In our case, we want to write a lambda function that will extract the .area property from the polygon geometry and return it. The argument is therefore going to be a geometry object (let’s call it poly) and the return statement is going to be poly.area:

lambda poly: poly.area

Note that in the above snippet poly is simply the variable name and could be switched for any other valid variable name. We have simply used poly because it represents a polygon geometry, and this makes the code more readable.

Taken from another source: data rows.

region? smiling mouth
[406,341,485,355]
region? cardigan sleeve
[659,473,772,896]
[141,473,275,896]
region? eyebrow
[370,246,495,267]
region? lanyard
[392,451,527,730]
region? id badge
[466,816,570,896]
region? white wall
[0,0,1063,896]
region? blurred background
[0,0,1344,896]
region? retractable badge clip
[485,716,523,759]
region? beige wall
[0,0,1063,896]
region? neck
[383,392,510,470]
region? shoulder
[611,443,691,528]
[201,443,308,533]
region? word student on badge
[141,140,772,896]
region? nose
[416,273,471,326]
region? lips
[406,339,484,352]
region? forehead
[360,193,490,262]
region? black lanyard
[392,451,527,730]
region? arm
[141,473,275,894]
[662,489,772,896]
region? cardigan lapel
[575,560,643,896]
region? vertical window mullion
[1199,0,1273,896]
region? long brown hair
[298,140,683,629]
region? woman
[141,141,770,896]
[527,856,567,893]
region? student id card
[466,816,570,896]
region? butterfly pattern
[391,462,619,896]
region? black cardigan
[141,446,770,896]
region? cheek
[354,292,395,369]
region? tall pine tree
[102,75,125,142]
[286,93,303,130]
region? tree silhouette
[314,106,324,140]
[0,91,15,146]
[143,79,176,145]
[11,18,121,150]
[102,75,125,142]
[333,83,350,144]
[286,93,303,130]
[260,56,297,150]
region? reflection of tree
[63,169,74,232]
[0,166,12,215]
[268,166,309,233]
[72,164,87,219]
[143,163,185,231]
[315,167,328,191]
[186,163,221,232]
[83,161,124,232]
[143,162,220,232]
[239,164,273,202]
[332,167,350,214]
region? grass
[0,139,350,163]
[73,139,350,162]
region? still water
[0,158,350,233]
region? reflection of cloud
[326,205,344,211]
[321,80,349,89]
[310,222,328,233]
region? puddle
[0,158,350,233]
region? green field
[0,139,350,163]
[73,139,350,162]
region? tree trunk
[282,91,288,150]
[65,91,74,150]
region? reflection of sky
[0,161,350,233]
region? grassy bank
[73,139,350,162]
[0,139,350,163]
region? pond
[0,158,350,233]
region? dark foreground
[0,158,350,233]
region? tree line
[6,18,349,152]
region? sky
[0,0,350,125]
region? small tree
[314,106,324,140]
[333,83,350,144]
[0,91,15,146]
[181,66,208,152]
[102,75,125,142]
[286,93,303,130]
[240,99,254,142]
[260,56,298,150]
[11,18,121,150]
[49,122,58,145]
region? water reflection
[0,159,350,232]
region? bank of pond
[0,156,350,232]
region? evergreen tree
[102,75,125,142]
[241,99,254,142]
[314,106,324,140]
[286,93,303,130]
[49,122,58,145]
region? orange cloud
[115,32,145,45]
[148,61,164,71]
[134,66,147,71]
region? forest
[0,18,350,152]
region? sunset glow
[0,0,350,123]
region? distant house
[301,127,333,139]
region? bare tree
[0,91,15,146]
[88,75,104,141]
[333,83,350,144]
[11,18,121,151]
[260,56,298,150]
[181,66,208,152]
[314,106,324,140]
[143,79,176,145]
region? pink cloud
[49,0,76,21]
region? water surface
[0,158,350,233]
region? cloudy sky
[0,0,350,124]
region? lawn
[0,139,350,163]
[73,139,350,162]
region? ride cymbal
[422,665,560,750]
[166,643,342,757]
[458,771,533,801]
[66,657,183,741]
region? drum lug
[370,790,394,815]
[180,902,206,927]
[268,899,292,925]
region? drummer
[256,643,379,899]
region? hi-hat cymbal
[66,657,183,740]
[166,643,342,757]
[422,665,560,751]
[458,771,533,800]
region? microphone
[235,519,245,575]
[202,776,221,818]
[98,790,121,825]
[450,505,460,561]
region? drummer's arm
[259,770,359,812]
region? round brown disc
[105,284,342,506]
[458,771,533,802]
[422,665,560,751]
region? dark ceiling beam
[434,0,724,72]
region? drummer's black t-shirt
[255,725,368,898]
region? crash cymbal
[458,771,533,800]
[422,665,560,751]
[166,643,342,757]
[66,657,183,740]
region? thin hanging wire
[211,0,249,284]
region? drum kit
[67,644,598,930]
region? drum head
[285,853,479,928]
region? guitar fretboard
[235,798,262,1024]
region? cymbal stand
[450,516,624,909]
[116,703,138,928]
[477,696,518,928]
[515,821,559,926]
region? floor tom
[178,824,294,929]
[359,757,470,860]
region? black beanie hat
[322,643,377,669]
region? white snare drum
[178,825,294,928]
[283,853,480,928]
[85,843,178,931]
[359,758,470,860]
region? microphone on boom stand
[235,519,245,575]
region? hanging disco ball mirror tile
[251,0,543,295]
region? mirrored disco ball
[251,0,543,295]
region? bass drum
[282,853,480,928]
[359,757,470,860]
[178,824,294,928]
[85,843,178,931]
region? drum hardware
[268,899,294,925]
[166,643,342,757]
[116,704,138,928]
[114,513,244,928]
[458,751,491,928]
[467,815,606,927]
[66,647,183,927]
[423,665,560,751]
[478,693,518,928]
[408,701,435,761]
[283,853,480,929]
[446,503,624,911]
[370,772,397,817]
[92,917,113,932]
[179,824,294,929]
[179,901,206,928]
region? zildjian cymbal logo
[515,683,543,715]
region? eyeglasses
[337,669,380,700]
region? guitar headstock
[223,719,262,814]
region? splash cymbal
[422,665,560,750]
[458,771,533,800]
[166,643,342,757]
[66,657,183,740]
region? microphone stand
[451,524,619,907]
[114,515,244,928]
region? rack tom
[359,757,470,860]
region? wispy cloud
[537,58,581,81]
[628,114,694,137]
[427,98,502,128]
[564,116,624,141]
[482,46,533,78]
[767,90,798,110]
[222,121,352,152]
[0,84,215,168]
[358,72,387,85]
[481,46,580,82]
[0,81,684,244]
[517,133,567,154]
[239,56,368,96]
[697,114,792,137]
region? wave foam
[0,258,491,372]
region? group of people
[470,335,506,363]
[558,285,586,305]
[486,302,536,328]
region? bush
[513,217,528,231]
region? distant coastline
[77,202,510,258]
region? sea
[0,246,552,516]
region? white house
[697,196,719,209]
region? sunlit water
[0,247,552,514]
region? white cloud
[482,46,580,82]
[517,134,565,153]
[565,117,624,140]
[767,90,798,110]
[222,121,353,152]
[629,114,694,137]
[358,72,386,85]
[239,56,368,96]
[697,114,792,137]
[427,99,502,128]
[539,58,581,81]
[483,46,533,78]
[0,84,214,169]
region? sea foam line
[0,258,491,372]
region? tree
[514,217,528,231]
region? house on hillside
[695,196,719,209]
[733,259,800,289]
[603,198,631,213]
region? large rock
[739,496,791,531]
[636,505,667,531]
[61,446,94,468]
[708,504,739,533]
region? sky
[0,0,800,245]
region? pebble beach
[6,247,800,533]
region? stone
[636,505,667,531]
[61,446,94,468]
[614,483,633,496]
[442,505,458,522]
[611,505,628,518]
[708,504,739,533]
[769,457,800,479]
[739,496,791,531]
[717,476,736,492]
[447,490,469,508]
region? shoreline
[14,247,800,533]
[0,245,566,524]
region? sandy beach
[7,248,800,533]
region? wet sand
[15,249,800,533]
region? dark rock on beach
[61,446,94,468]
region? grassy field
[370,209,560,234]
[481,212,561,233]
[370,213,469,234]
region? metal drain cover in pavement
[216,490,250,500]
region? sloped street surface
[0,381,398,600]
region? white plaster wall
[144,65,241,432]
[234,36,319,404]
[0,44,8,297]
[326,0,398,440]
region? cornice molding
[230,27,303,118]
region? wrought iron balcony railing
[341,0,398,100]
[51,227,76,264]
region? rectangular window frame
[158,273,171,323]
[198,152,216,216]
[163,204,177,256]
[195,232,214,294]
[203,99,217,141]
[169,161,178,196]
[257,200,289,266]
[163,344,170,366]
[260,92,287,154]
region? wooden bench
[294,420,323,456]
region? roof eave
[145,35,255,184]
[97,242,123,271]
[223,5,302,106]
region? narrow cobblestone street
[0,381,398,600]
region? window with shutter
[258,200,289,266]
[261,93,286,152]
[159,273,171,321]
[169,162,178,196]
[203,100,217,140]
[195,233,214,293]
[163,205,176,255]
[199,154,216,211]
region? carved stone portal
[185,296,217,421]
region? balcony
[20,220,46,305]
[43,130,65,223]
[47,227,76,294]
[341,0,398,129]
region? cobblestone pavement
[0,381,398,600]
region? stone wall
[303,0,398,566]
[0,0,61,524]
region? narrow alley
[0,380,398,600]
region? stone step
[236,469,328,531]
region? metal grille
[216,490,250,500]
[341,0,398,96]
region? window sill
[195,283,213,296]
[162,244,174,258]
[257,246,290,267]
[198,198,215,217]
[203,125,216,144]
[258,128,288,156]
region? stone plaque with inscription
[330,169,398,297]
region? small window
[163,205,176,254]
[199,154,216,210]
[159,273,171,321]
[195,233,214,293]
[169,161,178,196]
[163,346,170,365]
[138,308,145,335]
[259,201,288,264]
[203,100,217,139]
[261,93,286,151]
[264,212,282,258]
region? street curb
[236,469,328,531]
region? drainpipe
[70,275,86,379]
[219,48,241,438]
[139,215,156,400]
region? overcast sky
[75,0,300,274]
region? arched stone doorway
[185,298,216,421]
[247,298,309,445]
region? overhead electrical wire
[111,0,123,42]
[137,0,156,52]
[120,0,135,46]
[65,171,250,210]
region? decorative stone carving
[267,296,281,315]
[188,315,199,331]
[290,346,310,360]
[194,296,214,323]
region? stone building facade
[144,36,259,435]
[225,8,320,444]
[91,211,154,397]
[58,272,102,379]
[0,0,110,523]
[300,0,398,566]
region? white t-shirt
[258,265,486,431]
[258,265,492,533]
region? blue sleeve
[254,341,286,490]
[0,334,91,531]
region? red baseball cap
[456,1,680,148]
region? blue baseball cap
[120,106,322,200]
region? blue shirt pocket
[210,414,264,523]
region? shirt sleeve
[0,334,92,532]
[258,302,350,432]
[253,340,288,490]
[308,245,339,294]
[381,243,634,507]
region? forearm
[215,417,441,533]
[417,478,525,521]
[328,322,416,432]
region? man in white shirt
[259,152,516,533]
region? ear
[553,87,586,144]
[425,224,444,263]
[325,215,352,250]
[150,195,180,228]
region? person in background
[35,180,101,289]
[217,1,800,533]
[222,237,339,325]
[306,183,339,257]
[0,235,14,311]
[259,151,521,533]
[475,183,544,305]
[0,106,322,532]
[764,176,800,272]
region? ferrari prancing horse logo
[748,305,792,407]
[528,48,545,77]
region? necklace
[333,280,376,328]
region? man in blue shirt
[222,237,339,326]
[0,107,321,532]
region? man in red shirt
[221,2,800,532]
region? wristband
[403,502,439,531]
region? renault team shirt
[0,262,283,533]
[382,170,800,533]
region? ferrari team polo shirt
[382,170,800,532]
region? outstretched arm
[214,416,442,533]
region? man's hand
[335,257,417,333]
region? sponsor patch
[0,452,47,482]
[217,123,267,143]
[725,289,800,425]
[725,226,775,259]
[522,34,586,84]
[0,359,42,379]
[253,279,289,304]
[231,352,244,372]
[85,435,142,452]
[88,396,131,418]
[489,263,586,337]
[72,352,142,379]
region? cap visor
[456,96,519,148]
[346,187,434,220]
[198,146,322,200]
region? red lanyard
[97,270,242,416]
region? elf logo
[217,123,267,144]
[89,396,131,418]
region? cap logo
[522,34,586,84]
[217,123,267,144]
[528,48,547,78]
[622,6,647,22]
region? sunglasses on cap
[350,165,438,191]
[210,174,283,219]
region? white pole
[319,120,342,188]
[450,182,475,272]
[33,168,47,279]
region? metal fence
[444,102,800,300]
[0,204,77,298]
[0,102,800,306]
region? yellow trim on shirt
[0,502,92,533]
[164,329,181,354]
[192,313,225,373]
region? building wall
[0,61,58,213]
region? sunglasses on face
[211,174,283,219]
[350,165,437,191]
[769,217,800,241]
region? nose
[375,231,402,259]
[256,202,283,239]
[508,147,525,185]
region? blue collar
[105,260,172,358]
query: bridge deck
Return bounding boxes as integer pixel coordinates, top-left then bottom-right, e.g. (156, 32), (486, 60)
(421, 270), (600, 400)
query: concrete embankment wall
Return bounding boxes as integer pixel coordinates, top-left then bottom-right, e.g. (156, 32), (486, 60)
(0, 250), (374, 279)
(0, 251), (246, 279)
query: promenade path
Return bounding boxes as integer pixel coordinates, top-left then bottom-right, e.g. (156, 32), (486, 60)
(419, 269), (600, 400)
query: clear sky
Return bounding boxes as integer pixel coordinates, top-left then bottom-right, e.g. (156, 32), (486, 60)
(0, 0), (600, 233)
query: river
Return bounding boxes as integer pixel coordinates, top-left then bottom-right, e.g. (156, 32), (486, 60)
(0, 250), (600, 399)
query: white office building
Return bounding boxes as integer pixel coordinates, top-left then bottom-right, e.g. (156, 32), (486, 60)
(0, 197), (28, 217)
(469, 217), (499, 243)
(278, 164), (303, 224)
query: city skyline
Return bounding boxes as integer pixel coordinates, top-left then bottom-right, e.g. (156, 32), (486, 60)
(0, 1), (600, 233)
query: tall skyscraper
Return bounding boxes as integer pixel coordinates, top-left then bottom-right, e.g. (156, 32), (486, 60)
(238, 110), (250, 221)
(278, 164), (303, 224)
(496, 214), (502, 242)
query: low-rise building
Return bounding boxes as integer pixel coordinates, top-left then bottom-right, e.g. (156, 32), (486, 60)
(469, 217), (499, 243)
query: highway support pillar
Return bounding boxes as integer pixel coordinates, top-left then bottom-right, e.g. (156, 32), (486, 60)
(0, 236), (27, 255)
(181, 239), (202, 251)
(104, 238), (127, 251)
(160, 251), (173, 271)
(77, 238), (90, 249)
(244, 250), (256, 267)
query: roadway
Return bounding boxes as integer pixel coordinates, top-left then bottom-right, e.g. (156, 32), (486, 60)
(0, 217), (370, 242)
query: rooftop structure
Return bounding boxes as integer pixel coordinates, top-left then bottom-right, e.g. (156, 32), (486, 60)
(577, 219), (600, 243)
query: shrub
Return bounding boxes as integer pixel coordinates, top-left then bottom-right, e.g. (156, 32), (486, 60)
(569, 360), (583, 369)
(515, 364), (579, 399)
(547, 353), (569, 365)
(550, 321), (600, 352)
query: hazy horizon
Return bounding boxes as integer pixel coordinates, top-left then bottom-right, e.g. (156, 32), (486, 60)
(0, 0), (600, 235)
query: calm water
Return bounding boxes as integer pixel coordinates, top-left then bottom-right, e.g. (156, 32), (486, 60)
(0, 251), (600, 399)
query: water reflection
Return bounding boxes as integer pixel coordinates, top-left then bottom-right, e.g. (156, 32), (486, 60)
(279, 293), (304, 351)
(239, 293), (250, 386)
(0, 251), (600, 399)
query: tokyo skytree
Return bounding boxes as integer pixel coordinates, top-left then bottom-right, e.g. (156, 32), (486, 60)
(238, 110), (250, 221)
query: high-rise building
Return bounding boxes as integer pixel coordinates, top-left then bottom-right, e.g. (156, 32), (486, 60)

By using sorted() alongside our lambda function we can therefore sort our polygons in descending order of area, and then take the first one ([0]) from the list to return the largest one (mainland GB)

# extract the largest polygon (mainland Great Britain)
gb = sorted(uk.geoms, key=lambda poly: poly.area, reverse=True)[0]

Implement the above snippet and make a temporary print() statement to test the area - if you got it right then gb should have an area of around 218183218180m².

`sorted` vs `heapq`

Last week, we used heapq to optimise sorting a list - whereas this week we are using sorted(). Here is how to decide when to use each of these approaches:

If it is a single list to which you will repeatedly add and remove elements (like with A*), then heapq is the best choice
If you are just sorting a list once, then it is as good (and a bit simpler) to use sorted()

In either case, these approaches will be much faster than implementing a sort algorithm yourself (as they are taking advantage of C code, which will run faster than Python).

Now we are ready to get going with our genetic algorithm, but first, back to the lecture…

Part 2

Constructing a genetic algorithm is surprisingly straightforward, and you can control it with a simple list of settings. In your case, they will be as below:

# settings
pop_size                = 50      	# population size
num_parents_mating      = 10      	# mating pool size (how many of the pop get to breed)
threshold               = 0.999   	# the desired precision of the result
mutation_probability    = 0.1     	# probability of a child mutating
max_mutation            = 100000.0 	# 100km max mutation

These settings say that your code will (in order):

Have a population size of 50 in each generation
Only the best 10 individuals in each generation get to ‘breed’
You will keep going until you get to within 0.001% of the perfect result (0.999)
There is a 10% (0.1) chance that an individual will mutate
Mutations will move the coordinate by up to 100km (100000m)

Note that there are no ‘correct’ values for these settings. As with most types of artificial intelligence, there is a certain amount of ‘trial and error’ involved with the settings - feel free to play with them and see what happens!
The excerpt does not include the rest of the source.